Daugherty has been Composer-in-Residence with the Louisville Symphony Orchestra (2000), Detroit Symphony Orchestra (1999–2003), Colorado Symphony Orchestra (2001–02), Cabrillo Festival of Contemporary Music (2001, 2006, 2011), Westshore Symphony Orchestra (2005–06), Eugene Symphony (2006), the Henry Mancini Summer Institute (2006), the Music from Angel Fire Chamber Music Festival (2006), the Pacific Symphony (2010), Chattanooga Symphony Orchestra (2012), New Century Chamber Orchestra (2014), and the Albany Symphony Orchestra (2015).

Institutions of higher learning who have invited Daugherty include the University of Texas at Austin, University of Colorado at Boulder, Rice University, Northwestern University, Syracuse University, Indiana University, University of Iowa, University of North Texas, Vanderbilt University, Louisiana State University, Appalachian State University, University of Southern California, Eastman School of Music, The Hartt School, Juilliard School of Music, and Shenandoah University Conservatory of Music.

In 2001, Daugherty was invited to present his music with performances by the United States Air Force Band at the Midwest Clinic "The Midnight Special" in Chicago.

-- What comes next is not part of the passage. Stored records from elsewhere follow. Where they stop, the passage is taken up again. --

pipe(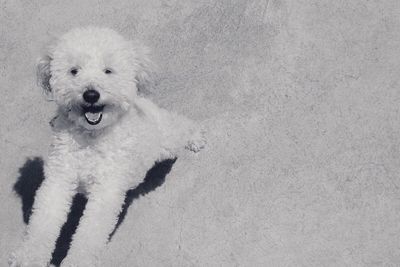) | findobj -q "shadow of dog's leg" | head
[11,158,76,266]
[14,157,44,224]
[50,194,87,266]
[109,158,177,240]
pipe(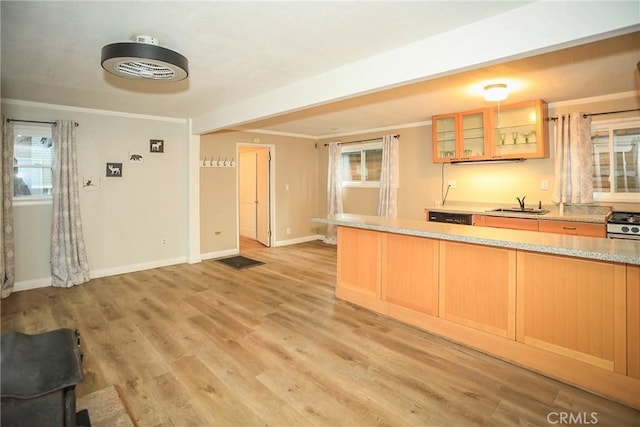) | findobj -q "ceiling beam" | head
[193,1,640,134]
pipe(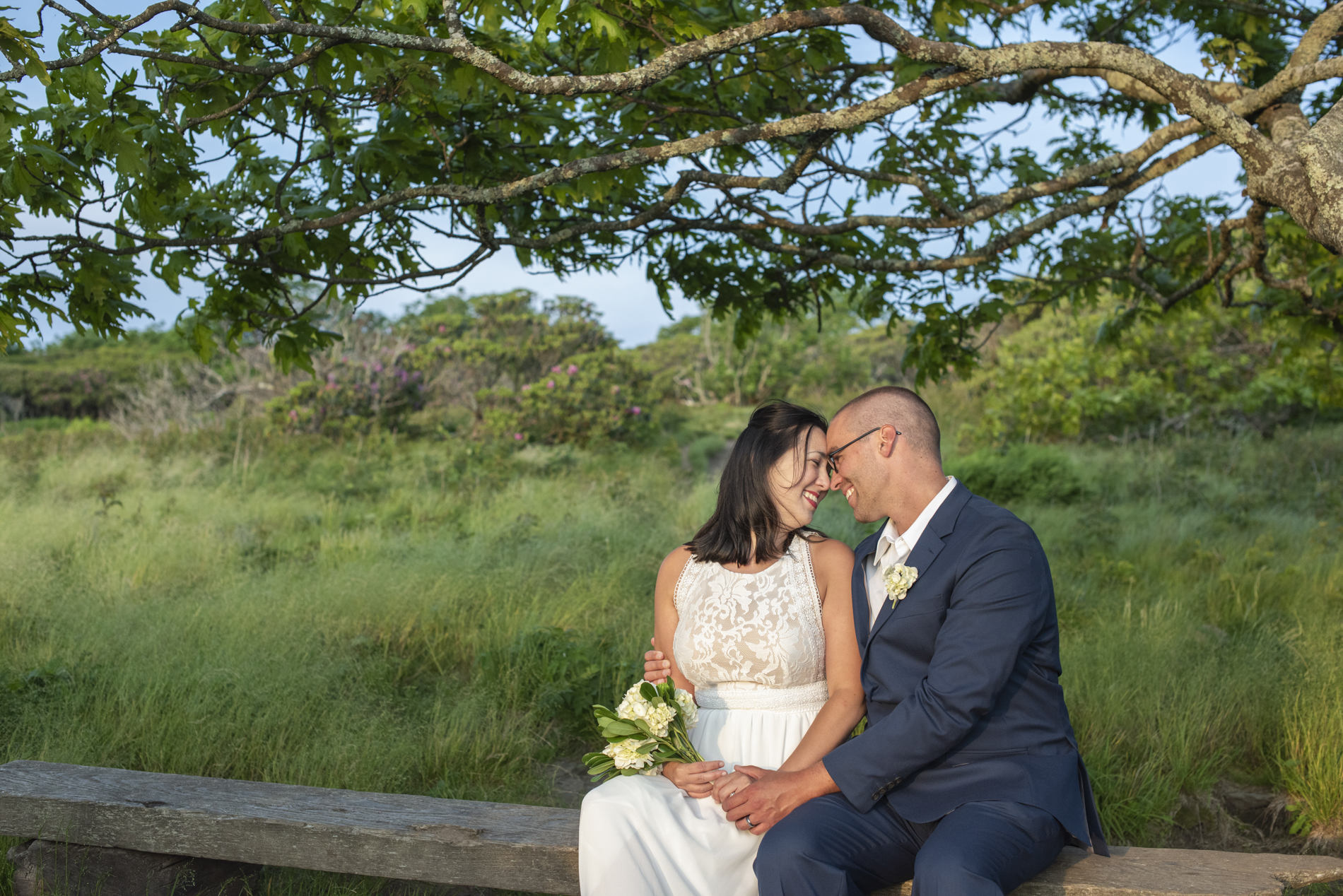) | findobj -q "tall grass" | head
[0,428,1343,893]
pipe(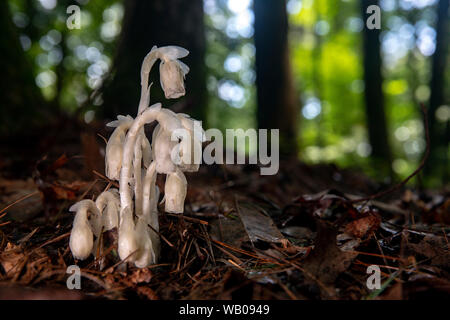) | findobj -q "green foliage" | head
[9,0,450,185]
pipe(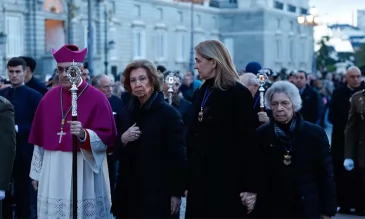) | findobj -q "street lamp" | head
[104,0,115,75]
[0,32,7,45]
[297,7,320,73]
[297,7,320,26]
[174,0,204,73]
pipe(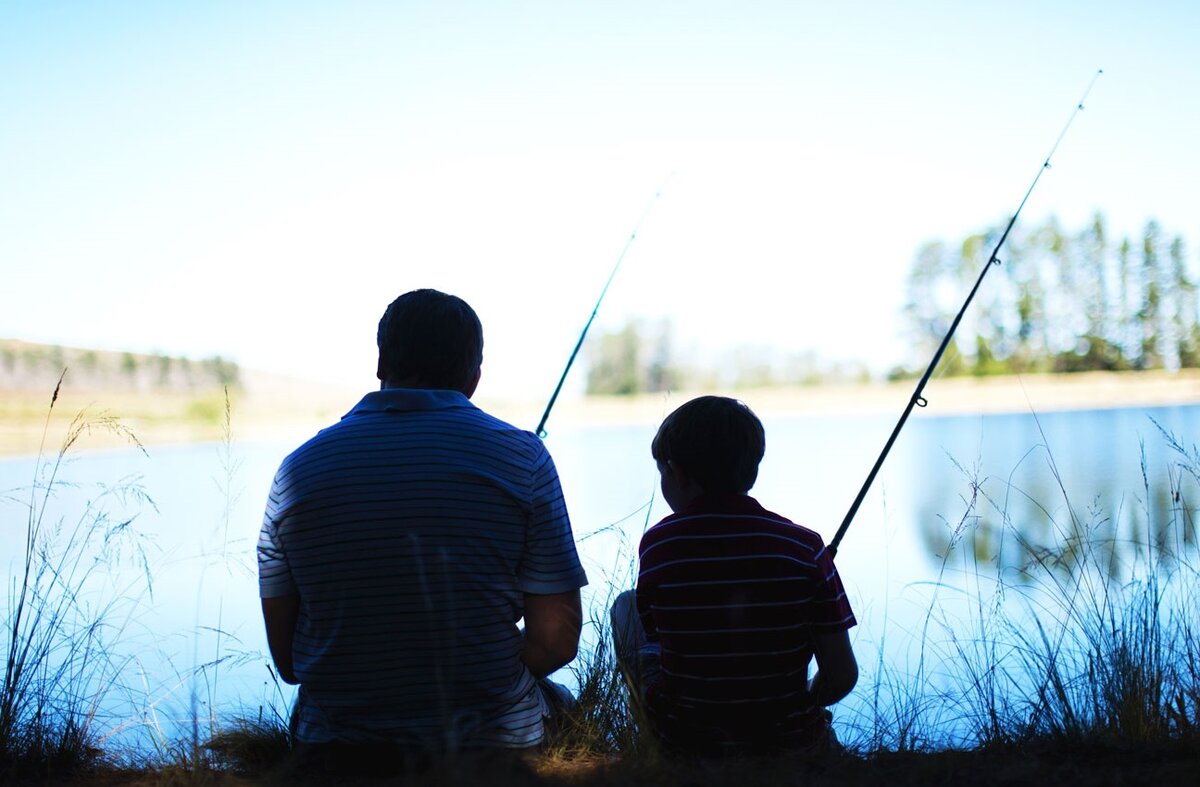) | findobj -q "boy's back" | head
[637,493,856,750]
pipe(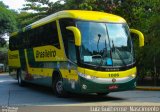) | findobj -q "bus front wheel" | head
[17,70,24,86]
[52,76,67,97]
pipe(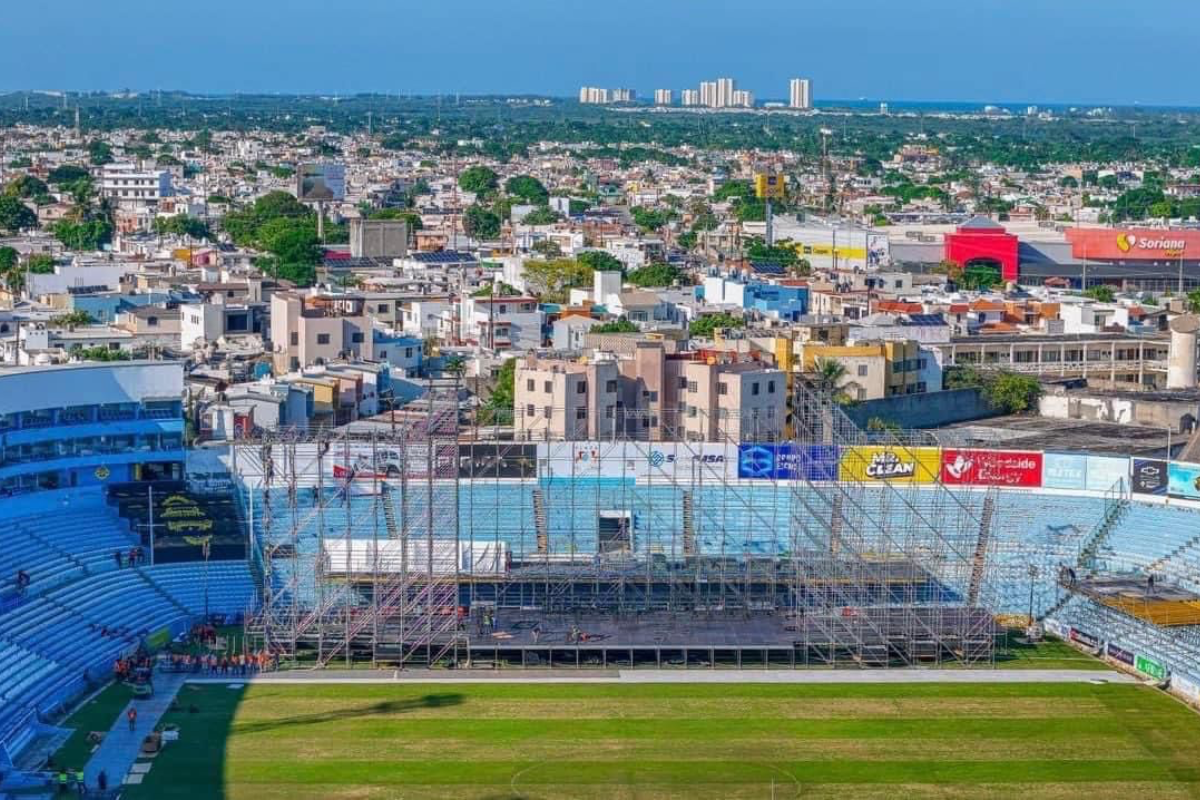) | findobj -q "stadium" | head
[0,362,1200,798]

Daugherty has participated in the Ravinia Festival Community Outreach program which is designed to promote and encourage new music by student ensembles in the Chicago Public Schools.

==Awards and honors==
Daugherty received the Kennedy Center Freidheim Award (1989) for his compositions Snap! and Blue Like an Orange, the Goddard Lieberson Fellowship from the American Academy of Arts and Letters (1991), fellowships from the National Endowment for the Arts (1992), the Guggenheim Foundation (1996), and the Stoeger Prize from the Chamber Music Society of Lincoln Center (2000). In 2005, Daugherty received the Lancaster Symphony Orchestra Composer's Award, and in 2007, the Delaware Symphony Orchestra selected Daugherty as the winner of the A. I. duPont Award. Also in 2007, Daugherty was named "Outstanding Classical Composer" at the Detroit Music Awards and received the American Bandmasters Association Ostwald Award for his composition Raise the Roof for Timpani and Symphonic Band. Daugherty received several Grammy awards in the category of Best Contemporary Classical Composition for the Nashville Symphony recordings of Deus ex Machina and Tales of Hemingway for cello and orchestra.